Certains évoquent 2007 comme une élection majeure. Jacques Attali dit que c’est la dernière qui puisse peser sur l’avenir. Je dis le contraire, 2007 risque de se révéler inutile, mais 2012 sera peut-être le moment décisif. En tout cas, cette campagne semble démarrer de manière étrange. Les cadres de l’UMP ont bien raison lorsqu’ils souhaitent que la désignation se fasse au plus tôt. Cela dit, il n’y a aucune stratégie gagnante en l’état actuel du chaos dans les esprits des citoyens. La cote de Ségolène Royal est surévaluée. Un bon nombre de gens de gauche ne voteront pas pour elle. Une chose semble certaine, le flou est de mise. Rarement une élection se sera présentée avec autant de flou sur fond de crises plurielles. Autrement dit, un chaos dans le jeu politique articulé à un désordre social, le tout sur fond de défiances mutuelles entre le peuple et les élites. De plus, une passion politique nouvelle semble avoir investi une partie des citoyens, le référendum sur le TCE l’atteste, non sans que l’Internet n’y soit impliqué, bref, rien de commun avec 1995 et 2002.

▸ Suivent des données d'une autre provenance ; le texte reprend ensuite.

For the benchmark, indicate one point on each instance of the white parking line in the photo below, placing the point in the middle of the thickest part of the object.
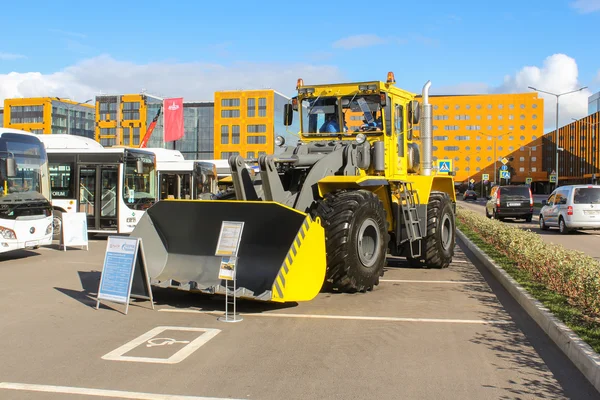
(352, 317)
(118, 394)
(418, 281)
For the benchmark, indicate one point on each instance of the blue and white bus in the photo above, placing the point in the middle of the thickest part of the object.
(25, 208)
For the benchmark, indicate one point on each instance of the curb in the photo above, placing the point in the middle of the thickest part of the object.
(579, 352)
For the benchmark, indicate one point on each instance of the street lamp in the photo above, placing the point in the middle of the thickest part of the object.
(557, 95)
(69, 108)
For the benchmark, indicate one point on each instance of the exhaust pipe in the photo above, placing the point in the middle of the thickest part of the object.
(426, 132)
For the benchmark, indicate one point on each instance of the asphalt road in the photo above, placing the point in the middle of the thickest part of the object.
(586, 241)
(421, 334)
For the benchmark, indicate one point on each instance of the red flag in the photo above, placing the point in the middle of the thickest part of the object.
(173, 119)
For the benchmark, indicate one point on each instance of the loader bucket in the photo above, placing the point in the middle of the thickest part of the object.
(281, 257)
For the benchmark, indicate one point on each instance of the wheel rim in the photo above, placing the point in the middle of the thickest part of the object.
(446, 232)
(369, 239)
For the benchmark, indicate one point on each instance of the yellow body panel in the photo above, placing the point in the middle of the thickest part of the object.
(303, 271)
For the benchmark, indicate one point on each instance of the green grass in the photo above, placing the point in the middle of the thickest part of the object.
(588, 330)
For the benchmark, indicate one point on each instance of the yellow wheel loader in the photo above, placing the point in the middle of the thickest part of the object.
(324, 212)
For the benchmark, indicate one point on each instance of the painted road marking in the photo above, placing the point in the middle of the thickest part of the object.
(352, 317)
(148, 339)
(100, 392)
(425, 281)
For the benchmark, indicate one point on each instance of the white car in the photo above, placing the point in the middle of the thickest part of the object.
(572, 207)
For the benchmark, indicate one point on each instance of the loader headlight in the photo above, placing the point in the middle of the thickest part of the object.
(279, 141)
(361, 138)
(7, 233)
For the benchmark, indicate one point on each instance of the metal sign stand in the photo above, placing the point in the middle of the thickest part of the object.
(227, 247)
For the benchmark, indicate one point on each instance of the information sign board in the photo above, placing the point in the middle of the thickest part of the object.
(229, 238)
(74, 230)
(124, 274)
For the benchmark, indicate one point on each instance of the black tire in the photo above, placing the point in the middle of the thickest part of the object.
(562, 227)
(438, 245)
(356, 240)
(543, 225)
(56, 224)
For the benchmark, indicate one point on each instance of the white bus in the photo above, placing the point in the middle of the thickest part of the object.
(25, 209)
(113, 186)
(186, 179)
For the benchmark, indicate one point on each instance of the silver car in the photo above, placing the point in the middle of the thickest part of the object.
(572, 207)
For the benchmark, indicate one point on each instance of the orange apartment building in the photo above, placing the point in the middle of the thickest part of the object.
(473, 130)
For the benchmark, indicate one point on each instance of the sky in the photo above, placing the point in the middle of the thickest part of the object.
(191, 49)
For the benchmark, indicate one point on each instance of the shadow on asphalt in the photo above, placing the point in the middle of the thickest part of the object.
(525, 346)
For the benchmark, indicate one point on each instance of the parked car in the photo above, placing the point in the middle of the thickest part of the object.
(572, 207)
(470, 194)
(511, 201)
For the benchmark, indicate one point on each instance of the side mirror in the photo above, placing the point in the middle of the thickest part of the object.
(288, 114)
(11, 167)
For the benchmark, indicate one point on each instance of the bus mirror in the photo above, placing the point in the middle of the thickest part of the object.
(288, 114)
(11, 167)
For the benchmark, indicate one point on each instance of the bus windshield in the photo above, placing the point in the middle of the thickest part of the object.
(31, 165)
(359, 113)
(139, 186)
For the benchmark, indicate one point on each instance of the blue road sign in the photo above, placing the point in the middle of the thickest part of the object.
(444, 166)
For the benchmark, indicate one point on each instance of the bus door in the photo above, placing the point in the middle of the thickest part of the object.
(98, 196)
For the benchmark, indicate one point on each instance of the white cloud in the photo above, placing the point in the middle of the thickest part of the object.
(356, 41)
(10, 56)
(586, 6)
(193, 81)
(558, 74)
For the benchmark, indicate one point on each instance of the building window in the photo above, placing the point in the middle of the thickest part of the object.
(262, 107)
(251, 110)
(256, 139)
(131, 110)
(230, 102)
(261, 128)
(224, 134)
(235, 134)
(230, 113)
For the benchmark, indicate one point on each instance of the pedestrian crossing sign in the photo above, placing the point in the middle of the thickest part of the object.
(445, 166)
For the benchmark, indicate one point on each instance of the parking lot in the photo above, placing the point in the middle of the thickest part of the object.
(420, 334)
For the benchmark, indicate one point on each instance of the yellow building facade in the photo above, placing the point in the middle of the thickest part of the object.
(123, 120)
(47, 115)
(247, 121)
(473, 130)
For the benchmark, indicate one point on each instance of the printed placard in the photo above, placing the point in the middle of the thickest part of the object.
(227, 268)
(229, 238)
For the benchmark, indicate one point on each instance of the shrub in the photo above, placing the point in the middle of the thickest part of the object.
(567, 272)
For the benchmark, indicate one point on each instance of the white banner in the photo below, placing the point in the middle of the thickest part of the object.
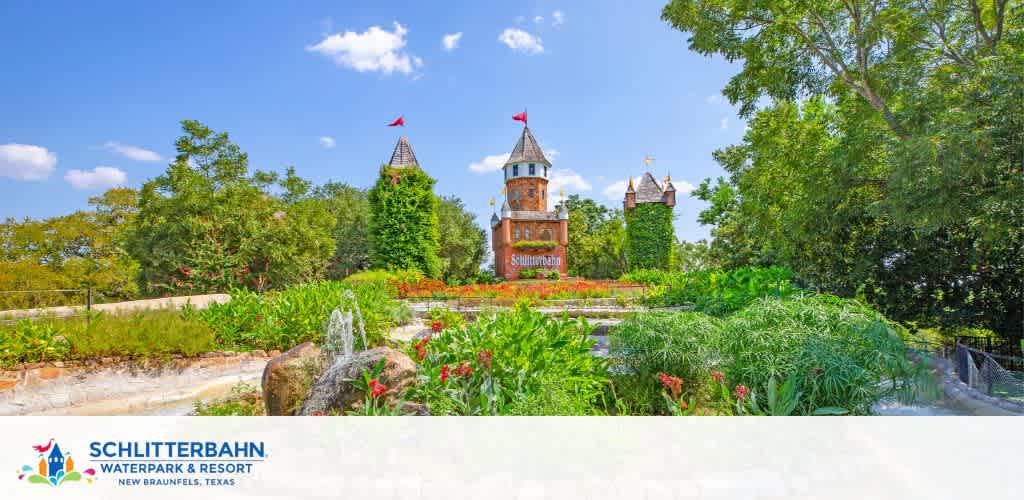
(516, 458)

En 1995, Chirac s’est fait élire sur le slogan La France pour tous, symbolisé par un pommier. En 2002, il n’y avait aucun slogan, mais un bilan ; en 2007, La France d’après sera opposée au Désir d’avenir. C’est à dessein que je caricature les deux candidatures, en supposant que les formules parlent. Que disent-elles ? Qu’il y a un vide, et que ce vide sera comblé par la participation des citoyens, par leur investissement dans la vie participative, avec une nuance. Pour Sarkozy, il s’agit d’un vœu subordonné à un idéal matérialiste. Gagner plus en travaillant plus. Une nuance ayant bien plus que l’épaisseur d’un cheveu avec l’ordre juste de Ségolène ? Je suis bienveillant avec la politique, j’ose croire qu’il existe une différence et que Ségolène en appelle à la vie politique de l’individu, alors que Sarkozy met en avant les enjeux économiques. Mais par-delà les professions de foi des deux intéressés, je ne vois pas de différences essentielles. Surtout que la frontière vacille, et que des sympathisants socialistes peuvent très bien voter UMP, et inversement. Et que parmi les sarkozystes, certains se réclament de gauche, et que parmi les ségolistes, d’aucuns n’osent pas se dire de droite, mais...

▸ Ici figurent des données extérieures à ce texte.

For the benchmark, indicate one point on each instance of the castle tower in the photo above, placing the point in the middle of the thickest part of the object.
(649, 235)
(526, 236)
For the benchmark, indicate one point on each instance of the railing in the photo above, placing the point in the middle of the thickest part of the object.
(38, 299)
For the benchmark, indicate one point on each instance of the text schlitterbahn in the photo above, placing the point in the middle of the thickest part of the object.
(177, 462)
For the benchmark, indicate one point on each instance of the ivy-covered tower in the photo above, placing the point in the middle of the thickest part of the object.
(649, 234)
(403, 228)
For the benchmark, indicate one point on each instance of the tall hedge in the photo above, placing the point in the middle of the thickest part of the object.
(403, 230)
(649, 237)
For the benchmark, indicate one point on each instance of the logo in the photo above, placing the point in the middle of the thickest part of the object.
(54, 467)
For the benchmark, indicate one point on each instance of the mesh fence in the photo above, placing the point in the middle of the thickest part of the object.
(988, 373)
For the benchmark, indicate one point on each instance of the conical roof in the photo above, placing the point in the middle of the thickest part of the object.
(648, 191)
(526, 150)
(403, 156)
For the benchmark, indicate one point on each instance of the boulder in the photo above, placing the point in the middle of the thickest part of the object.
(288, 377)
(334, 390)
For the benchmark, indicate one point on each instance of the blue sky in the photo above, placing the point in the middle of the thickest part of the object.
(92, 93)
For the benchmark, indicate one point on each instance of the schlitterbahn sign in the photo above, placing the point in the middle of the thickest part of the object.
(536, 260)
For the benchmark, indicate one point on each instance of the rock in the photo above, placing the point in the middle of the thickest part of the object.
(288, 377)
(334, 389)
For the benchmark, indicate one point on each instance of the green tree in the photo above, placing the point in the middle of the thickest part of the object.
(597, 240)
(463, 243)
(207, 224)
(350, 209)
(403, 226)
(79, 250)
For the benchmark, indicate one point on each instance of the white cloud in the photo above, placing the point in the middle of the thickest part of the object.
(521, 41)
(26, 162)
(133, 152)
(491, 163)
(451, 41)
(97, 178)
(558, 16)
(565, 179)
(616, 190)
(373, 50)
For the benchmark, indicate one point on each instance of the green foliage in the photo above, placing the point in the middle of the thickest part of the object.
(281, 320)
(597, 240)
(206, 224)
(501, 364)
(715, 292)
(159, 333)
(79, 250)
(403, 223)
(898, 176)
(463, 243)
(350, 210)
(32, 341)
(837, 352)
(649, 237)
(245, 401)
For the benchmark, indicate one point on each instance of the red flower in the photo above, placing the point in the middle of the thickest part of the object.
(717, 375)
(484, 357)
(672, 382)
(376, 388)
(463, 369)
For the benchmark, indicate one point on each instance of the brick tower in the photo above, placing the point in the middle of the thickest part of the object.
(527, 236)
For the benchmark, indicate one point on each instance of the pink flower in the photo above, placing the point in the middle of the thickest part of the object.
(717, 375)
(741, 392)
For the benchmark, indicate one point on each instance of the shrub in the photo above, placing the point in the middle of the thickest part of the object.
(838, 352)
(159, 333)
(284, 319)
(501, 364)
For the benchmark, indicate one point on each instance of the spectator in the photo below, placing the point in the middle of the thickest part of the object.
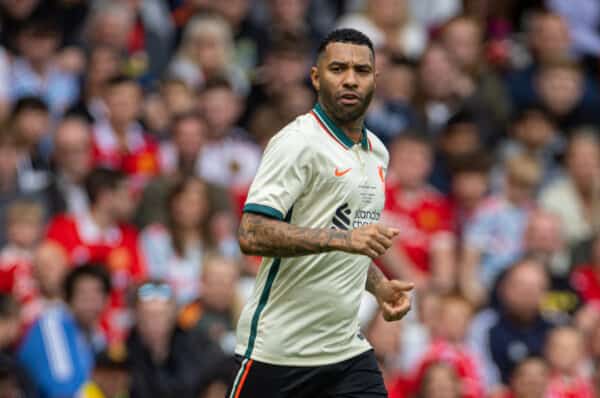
(286, 65)
(174, 250)
(24, 230)
(462, 37)
(120, 142)
(216, 312)
(178, 96)
(424, 250)
(110, 377)
(565, 353)
(250, 39)
(50, 268)
(460, 138)
(440, 381)
(165, 360)
(470, 184)
(35, 72)
(493, 240)
(206, 53)
(543, 239)
(273, 116)
(517, 329)
(448, 345)
(228, 159)
(30, 124)
(72, 161)
(390, 112)
(529, 379)
(548, 41)
(182, 154)
(180, 159)
(103, 236)
(575, 196)
(560, 88)
(388, 24)
(13, 380)
(103, 65)
(290, 17)
(534, 133)
(585, 278)
(583, 17)
(58, 351)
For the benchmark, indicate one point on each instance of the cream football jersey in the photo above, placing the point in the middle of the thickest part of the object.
(304, 310)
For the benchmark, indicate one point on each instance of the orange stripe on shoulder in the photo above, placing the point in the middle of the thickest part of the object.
(243, 380)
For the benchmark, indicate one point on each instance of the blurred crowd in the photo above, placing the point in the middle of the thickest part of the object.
(132, 129)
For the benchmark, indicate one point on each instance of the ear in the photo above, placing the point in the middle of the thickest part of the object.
(314, 77)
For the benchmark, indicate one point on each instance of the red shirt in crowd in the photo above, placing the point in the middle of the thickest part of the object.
(563, 387)
(141, 158)
(464, 362)
(117, 249)
(585, 280)
(423, 220)
(17, 279)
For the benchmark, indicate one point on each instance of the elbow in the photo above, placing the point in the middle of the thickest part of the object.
(246, 246)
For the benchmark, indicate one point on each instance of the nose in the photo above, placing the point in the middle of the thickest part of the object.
(350, 79)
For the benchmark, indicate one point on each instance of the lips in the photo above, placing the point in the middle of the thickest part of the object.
(349, 98)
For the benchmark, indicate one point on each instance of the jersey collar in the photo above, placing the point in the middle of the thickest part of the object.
(337, 132)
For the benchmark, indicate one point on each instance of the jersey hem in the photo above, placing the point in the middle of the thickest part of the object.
(309, 362)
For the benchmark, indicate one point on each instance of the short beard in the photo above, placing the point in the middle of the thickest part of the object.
(342, 115)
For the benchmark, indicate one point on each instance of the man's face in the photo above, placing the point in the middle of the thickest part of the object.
(73, 150)
(345, 80)
(88, 301)
(124, 102)
(523, 290)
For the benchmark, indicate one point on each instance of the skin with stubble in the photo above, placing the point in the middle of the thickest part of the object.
(344, 79)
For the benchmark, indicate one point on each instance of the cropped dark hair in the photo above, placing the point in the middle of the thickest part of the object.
(346, 35)
(101, 179)
(96, 271)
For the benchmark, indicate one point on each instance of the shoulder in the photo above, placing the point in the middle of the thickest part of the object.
(378, 147)
(297, 135)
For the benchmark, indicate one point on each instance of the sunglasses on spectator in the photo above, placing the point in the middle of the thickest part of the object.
(155, 291)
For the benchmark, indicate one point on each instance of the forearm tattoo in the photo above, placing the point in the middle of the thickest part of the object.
(374, 278)
(262, 236)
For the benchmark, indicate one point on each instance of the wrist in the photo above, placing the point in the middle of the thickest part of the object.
(340, 240)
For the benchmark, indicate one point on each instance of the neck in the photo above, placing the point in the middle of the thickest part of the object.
(352, 128)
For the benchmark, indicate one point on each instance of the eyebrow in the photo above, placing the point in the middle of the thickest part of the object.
(343, 63)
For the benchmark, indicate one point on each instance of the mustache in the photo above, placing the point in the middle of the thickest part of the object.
(341, 94)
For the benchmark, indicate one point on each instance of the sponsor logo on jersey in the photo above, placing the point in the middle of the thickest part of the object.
(344, 219)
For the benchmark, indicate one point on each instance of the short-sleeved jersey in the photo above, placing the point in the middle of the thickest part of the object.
(303, 310)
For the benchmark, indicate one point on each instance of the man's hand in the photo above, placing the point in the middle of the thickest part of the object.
(371, 240)
(393, 298)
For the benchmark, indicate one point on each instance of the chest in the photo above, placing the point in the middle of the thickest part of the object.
(347, 186)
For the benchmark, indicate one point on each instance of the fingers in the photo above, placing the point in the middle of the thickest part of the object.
(387, 232)
(395, 312)
(402, 285)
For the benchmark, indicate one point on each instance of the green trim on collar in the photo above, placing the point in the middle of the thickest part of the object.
(338, 132)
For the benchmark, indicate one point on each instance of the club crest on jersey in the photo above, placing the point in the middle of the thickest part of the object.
(344, 219)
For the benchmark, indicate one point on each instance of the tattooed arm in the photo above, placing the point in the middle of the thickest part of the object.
(262, 236)
(374, 279)
(392, 296)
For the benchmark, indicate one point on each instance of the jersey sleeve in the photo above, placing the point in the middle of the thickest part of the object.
(282, 176)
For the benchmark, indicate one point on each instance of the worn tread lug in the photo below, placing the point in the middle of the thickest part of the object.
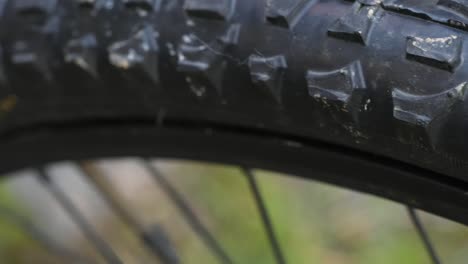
(82, 52)
(268, 74)
(140, 53)
(210, 9)
(443, 53)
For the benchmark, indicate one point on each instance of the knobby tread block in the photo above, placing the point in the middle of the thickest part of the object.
(82, 52)
(267, 73)
(427, 111)
(210, 9)
(442, 52)
(206, 61)
(287, 17)
(357, 25)
(346, 88)
(34, 58)
(140, 52)
(452, 13)
(34, 6)
(147, 5)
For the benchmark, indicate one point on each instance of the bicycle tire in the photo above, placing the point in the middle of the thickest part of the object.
(379, 83)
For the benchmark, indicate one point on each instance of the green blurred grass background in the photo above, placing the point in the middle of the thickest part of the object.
(316, 223)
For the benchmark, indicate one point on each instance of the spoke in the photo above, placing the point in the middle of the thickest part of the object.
(102, 247)
(189, 214)
(267, 223)
(424, 235)
(41, 237)
(154, 239)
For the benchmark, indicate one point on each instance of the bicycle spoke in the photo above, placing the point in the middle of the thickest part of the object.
(267, 223)
(423, 234)
(88, 231)
(189, 214)
(155, 239)
(41, 237)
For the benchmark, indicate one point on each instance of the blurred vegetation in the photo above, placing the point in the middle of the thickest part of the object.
(316, 223)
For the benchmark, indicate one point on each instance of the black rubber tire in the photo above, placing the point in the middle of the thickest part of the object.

Mais n’oublions pas qu’une élection est une rencontre en un homme et un peuple, selon la formule de de Villepin. Je préciserai, un entrelacs entre un chaos de prétendants, une société en crise, le tout médiatisé symboliquement par la machine médiatique et physiquement par la machine des partis (réseaux). Nous voilà donc bientôt en 2007, avec une crise sociale plus grande qu’en 1995, dévoilée en 2002, une crise des partis peut-être supérieure à ce qu’elle a été en 1995. Le tout sur fond de plus grande confusion, les analystes ayant décelé une défiance des citoyens vis-à-vis des politiques (dévoilée en 2005), alors que d’autres analystes voient dans le phénomène Sarko-Royal une proximité nouvelle entre une personnalité et les citoyens. Rarement on aura assisté à une telle confusion.

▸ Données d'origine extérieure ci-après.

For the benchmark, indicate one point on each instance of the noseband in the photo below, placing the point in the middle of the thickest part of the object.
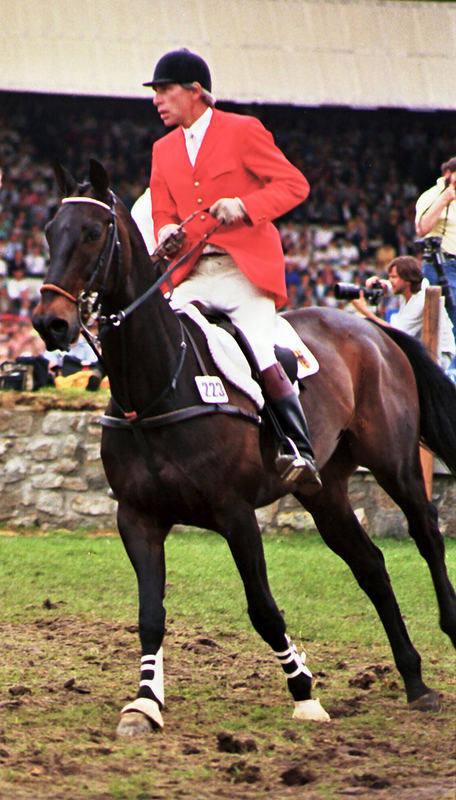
(111, 244)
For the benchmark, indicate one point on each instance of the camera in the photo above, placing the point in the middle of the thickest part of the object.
(431, 245)
(350, 291)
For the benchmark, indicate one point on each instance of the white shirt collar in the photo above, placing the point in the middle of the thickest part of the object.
(194, 135)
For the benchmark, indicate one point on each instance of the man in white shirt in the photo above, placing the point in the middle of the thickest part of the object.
(406, 281)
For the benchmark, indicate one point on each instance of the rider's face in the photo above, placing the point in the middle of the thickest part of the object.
(174, 104)
(397, 283)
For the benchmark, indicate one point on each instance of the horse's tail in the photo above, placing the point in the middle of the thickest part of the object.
(437, 397)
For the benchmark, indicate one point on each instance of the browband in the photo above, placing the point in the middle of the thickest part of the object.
(87, 200)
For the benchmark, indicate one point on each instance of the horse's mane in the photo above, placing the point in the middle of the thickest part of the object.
(437, 408)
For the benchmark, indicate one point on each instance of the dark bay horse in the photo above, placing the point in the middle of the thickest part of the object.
(171, 459)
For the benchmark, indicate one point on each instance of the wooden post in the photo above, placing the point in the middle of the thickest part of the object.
(431, 316)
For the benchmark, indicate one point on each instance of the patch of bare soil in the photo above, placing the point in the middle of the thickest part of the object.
(228, 728)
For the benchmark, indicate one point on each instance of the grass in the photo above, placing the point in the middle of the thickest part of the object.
(92, 576)
(68, 608)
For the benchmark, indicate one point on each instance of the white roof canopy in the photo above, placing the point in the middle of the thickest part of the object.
(394, 53)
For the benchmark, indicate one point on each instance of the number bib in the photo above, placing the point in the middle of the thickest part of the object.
(211, 389)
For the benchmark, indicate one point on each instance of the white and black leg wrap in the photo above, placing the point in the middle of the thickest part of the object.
(292, 663)
(151, 684)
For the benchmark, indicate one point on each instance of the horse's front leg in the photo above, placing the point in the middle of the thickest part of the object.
(144, 543)
(244, 540)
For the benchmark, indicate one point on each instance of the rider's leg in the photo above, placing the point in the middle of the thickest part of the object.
(219, 282)
(296, 462)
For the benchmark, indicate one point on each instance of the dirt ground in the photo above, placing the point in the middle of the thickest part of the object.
(228, 728)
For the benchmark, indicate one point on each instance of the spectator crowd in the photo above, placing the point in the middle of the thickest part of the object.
(366, 170)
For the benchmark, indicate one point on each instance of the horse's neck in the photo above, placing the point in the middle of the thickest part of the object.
(141, 352)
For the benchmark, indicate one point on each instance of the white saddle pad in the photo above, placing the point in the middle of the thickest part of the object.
(232, 362)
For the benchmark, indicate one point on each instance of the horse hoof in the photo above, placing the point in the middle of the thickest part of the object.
(140, 716)
(310, 711)
(133, 724)
(427, 702)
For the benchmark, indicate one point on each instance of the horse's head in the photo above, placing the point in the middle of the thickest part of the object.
(82, 238)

Quel sera le résultat de ces élections ? Nul ne le sait, mais une chose est certaine : la distribution des votes résulte d’une rencontre, celle des intentions, discours, programmes et figures affichées par les candidats (avec comme courroie de transmission les machines électorales et les médias) et celle des désirs, volontés, aspirations, craintes, état d’esprit des Français, face au présent et à l’avenir. Parmi les électeurs, des mécanismes démocratiques « ordinaires » fonctionnent. D’abord la fidélité à une orientation bipolaire, gauche-droite, manifestée par des nuances (extrême ou centre) et une volatilité (exemple en 2002, des ouvriers votant Le Pen ou des cadres votant Jospin). Et puis la logique déterministe, une équipe qui a bien gouverné dans le passé le fera dans l’avenir et inversement. Bref, on ne change pas une équipe qui gagne, et on congédie l’entraîneur si elle perd. Enfin, la logique non déterministe. Le pari sur l’avenir. En ce cas, on vote en accordant un crédit à l’avènement d’une part de nouveauté incarnée par des promesses auxquelles on croit. Bref, espérer l’inespéré, l’inconnu.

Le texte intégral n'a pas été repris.